Kevin Conway, a veteran actor who embodied the role of George in the first Broadway revival of Of Mice and Men and led The Elephant Man on and off-Broadway, died on January 4 in New York City. According to his longtime partner Geraldine Newman, Conway passed from a heart attack. He was 77.
Born in 1942 in Harlem to a working class family, Conway was known for his raspy, sometimes foreboding voice and his fiery, tough-guy roles on stage and screen.
He began acting in his 30s after a late start to stage work. After graduating high school, he joined the Navy and took a job with IBM. Nighttime acting classes spurred an interest in the stage and, eventually, he asked IBM to fire him so he could collect unemployment while pursuing a career in acting.
He made his Broadway debut in 1969 in Indians, a play that used the American genocide of Native Americans as an allegory for the Vietnam War. He joined the long-running 1971 off-Broadway production of One Flew Over the Cuckoo’s Nest as Randle Patrick McMurphy, and in 1972 and 1973, two more Broadway shows followed: Moonchildren, about a group of young hippies, and The Plough and the Stars, a revival of Sean O’Casey’s drama of the Irish Easter Rebellion.
While well-liked in each of those roles, Conway had yet to break out. In 1973, he led an off-Broadway play written by Mark Medoff called When Are You Coming Back, Red Ryder? and triumphed. Conway played Teddy, a sadistic and brutal diner guest with a gun, a car full of drugs and the madness to hold up a diner late at night. “Mr. Conway lights up the stage with his half amused, half-vicious personification,” wrote Clives Barnes in the New York Times. “Rarely can alienation have been exposed so mercilessly and, this is revealing, so understandingly.” Importantly, the role solidified Conway as a great actor of the anti-hero, troubled and disaffected.
When the first revival of John Steinbeck’s Of Mice and Men came to Broadway in 1975, Conway was cast as George, the rough and tough protector of the simple-minded and gently dangerous Lennie, played in that production by James Earl Jones. “In the depth of these two portrayals, the production possibly transcends the play itself,” wrote Clive Barnes in the New York Times, “and in the final scene Mr. Jones and Mr. Conway strike a note of purity that is rarely to be encountered in any theater.”
What quick temper Conway mastered on stage he brought readily to the screen. In 1978, F.I.S.T., opposite Sylvester Stallone, and Paradise Alley, about 1940s gangsters in New York, were influential film credits, as were Gettysburg (1993), Thirteen Days (2000) and Invincible (2006) late in his life. On television, Conway starred in shows like The Black Donnellys and The Bronx Is Burning.

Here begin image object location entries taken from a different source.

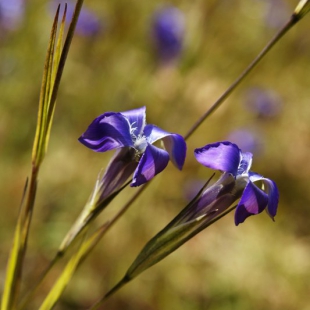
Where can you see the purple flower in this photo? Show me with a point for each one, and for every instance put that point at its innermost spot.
(128, 133)
(263, 103)
(228, 158)
(211, 203)
(168, 32)
(88, 23)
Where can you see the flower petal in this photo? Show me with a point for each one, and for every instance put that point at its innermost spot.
(253, 201)
(107, 132)
(174, 143)
(153, 161)
(273, 197)
(245, 163)
(136, 119)
(223, 156)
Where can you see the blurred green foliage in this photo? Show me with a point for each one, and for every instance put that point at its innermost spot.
(257, 265)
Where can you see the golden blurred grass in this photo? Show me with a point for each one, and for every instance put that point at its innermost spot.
(257, 265)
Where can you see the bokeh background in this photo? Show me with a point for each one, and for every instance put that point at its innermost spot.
(119, 61)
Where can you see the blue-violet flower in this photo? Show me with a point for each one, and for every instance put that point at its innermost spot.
(211, 203)
(128, 133)
(227, 157)
(168, 32)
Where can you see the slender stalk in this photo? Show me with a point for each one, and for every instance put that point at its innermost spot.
(293, 20)
(243, 75)
(34, 289)
(127, 279)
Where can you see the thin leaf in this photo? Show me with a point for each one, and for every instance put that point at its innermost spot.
(72, 265)
(39, 145)
(14, 263)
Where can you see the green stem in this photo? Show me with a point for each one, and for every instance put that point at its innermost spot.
(114, 289)
(31, 293)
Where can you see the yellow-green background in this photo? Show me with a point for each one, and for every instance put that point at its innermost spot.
(257, 265)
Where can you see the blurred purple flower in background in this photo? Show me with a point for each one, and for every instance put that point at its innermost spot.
(11, 13)
(263, 103)
(247, 140)
(168, 33)
(88, 23)
(228, 158)
(128, 133)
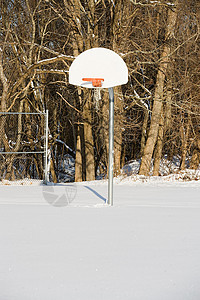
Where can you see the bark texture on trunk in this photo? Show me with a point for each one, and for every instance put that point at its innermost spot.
(158, 98)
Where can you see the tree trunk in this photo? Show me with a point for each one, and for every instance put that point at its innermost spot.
(89, 143)
(158, 151)
(78, 161)
(158, 98)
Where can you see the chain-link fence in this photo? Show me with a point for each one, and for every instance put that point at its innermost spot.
(23, 146)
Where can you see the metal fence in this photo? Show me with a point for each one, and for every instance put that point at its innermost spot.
(23, 146)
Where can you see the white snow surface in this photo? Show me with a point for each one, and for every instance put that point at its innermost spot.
(145, 247)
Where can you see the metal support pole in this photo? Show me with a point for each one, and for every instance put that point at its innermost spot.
(111, 146)
(46, 147)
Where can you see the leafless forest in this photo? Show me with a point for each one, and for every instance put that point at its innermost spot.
(157, 113)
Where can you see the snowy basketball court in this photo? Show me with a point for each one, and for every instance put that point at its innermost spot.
(145, 247)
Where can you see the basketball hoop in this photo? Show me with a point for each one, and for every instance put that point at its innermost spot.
(96, 82)
(101, 68)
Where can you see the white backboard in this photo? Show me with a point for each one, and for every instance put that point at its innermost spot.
(98, 63)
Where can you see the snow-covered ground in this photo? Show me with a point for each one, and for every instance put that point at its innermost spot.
(63, 242)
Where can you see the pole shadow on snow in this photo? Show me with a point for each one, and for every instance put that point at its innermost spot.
(96, 193)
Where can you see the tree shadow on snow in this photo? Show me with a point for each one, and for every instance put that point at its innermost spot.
(96, 193)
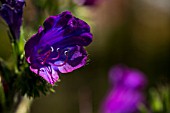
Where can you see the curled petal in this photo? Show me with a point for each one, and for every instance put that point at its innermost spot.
(58, 47)
(77, 58)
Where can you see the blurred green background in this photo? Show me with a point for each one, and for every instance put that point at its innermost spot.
(132, 32)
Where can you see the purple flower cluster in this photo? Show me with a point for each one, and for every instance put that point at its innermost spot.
(58, 47)
(11, 11)
(86, 2)
(125, 94)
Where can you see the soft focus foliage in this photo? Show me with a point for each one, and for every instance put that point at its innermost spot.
(125, 95)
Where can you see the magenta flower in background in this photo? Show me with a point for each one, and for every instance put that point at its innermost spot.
(11, 11)
(58, 47)
(125, 94)
(86, 2)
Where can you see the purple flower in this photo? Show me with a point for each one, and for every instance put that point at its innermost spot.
(11, 11)
(58, 47)
(86, 2)
(125, 94)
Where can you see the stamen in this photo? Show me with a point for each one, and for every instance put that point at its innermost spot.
(57, 55)
(58, 65)
(47, 55)
(49, 70)
(52, 49)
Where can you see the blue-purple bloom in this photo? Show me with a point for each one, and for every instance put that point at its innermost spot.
(58, 47)
(11, 11)
(86, 2)
(125, 94)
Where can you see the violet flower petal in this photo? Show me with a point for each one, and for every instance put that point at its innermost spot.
(58, 47)
(11, 11)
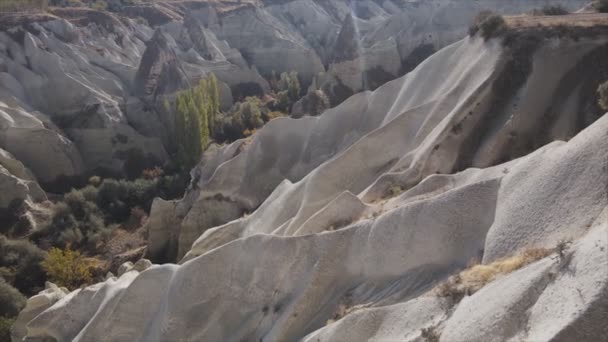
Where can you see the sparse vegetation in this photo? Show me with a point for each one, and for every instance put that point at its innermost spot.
(196, 110)
(430, 334)
(602, 92)
(67, 268)
(488, 24)
(551, 10)
(100, 223)
(602, 6)
(22, 5)
(475, 277)
(20, 265)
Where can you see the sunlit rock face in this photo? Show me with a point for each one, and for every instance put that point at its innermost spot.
(96, 80)
(81, 91)
(338, 227)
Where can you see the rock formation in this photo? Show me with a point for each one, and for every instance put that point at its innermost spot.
(338, 227)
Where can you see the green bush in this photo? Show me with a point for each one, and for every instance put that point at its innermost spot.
(117, 197)
(492, 26)
(488, 24)
(11, 300)
(20, 260)
(66, 268)
(553, 10)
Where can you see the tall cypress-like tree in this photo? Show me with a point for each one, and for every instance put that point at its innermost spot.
(195, 112)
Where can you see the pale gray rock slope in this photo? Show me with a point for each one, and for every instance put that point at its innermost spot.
(365, 208)
(81, 91)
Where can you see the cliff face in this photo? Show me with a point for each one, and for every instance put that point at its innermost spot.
(87, 85)
(338, 227)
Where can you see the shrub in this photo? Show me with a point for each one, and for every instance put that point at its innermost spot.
(479, 18)
(273, 115)
(11, 300)
(95, 180)
(489, 24)
(20, 260)
(602, 91)
(99, 5)
(554, 10)
(475, 277)
(492, 26)
(66, 268)
(116, 198)
(152, 173)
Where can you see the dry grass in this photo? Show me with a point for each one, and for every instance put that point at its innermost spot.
(475, 277)
(575, 19)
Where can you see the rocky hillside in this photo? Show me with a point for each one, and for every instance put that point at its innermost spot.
(490, 157)
(81, 90)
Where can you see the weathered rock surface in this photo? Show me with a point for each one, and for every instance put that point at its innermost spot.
(484, 150)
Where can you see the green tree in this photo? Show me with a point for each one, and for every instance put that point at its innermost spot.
(66, 268)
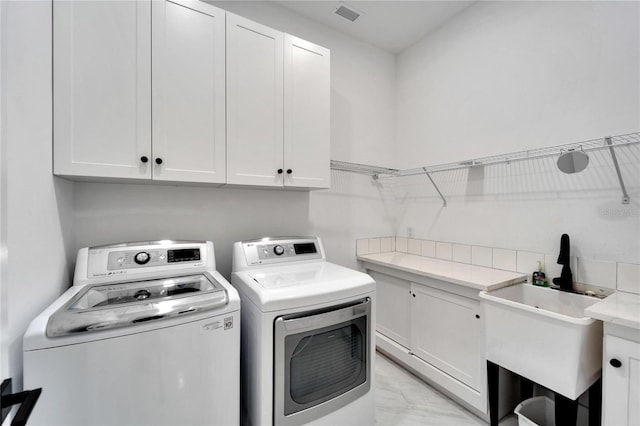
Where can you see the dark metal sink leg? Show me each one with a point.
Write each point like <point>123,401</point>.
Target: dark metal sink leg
<point>595,403</point>
<point>526,388</point>
<point>566,410</point>
<point>493,377</point>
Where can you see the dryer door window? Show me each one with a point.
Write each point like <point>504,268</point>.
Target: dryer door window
<point>322,361</point>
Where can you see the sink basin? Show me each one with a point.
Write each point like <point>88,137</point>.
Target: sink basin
<point>542,334</point>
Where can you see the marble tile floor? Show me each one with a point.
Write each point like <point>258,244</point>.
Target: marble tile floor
<point>402,399</point>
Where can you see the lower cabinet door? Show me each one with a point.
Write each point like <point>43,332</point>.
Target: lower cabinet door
<point>393,318</point>
<point>621,383</point>
<point>446,332</point>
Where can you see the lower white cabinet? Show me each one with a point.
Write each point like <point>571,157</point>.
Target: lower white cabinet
<point>621,381</point>
<point>446,332</point>
<point>434,328</point>
<point>393,298</point>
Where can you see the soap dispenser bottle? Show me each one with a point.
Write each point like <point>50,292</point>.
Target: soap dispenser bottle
<point>539,278</point>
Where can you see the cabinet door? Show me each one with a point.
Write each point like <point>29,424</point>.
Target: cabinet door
<point>306,114</point>
<point>254,103</point>
<point>393,297</point>
<point>188,91</point>
<point>621,385</point>
<point>102,88</point>
<point>446,332</point>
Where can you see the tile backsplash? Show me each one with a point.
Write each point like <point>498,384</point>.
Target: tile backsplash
<point>599,273</point>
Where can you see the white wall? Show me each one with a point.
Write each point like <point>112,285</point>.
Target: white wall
<point>510,76</point>
<point>37,205</point>
<point>362,130</point>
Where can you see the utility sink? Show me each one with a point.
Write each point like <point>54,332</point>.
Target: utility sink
<point>542,334</point>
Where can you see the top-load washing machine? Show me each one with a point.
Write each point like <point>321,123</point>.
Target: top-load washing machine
<point>307,335</point>
<point>149,334</point>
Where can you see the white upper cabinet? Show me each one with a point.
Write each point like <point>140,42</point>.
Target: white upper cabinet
<point>182,91</point>
<point>254,103</point>
<point>102,88</point>
<point>306,114</point>
<point>278,100</point>
<point>188,91</point>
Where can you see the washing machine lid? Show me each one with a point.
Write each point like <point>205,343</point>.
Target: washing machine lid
<point>101,307</point>
<point>306,284</point>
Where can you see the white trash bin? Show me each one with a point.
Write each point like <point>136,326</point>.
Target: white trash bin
<point>536,411</point>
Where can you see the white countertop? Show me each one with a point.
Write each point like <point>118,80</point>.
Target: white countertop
<point>620,308</point>
<point>477,277</point>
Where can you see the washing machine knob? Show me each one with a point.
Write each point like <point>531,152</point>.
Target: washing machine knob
<point>142,257</point>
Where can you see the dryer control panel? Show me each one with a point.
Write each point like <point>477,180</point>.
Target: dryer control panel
<point>276,250</point>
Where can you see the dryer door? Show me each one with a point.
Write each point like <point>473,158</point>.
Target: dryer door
<point>322,361</point>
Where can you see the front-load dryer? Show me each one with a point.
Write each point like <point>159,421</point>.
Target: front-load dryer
<point>149,334</point>
<point>307,335</point>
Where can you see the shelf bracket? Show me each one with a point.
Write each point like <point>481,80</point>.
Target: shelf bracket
<point>444,201</point>
<point>625,195</point>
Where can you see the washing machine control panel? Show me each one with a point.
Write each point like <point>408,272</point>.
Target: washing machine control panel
<point>116,260</point>
<point>272,251</point>
<point>156,257</point>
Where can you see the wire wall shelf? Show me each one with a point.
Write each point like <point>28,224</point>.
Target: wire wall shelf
<point>362,169</point>
<point>610,143</point>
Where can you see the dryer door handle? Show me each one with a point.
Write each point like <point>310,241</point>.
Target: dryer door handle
<point>316,320</point>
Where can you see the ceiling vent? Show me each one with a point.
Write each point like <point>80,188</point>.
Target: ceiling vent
<point>347,12</point>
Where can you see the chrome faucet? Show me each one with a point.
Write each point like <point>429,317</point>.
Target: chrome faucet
<point>565,280</point>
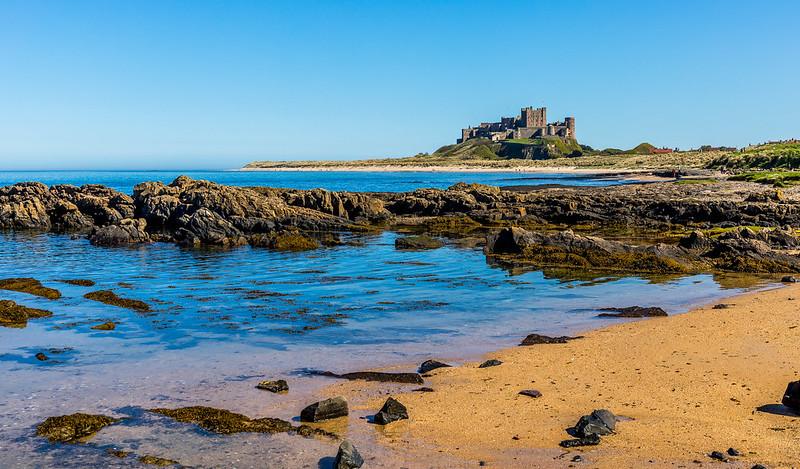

Conway returned to Broadway again in 1979, as Frederick Treves, the compassionate and idealistic caretaker in The Elephant Man, marking a departure from his usual fiery roles. Conway originated the role in the production's first off-Broadway run, and was lauded for his turn when the play tranferred to Broadway. “Kevin Conway has turned a fine performance into a towering one,” wrote Richard Eder in The New York Times.
In the 1980s, Conway directed plays off-Broadway, including Mecca (1980) and Short Eyes (1985), and returned to the Great White Way twice more, in On the Waterfront (1995) and Dinner at Eight (2003).
Despite his many roles, Conway curiously never received accolades for his acting, never receiving a Tony, Emmy or Oscar nomination. “I don’t envision posters of me hung on the walls of bedrooms of young girls,” he said in 1978. “Yet, someone like Laurence Olivier gets better as he gets older.”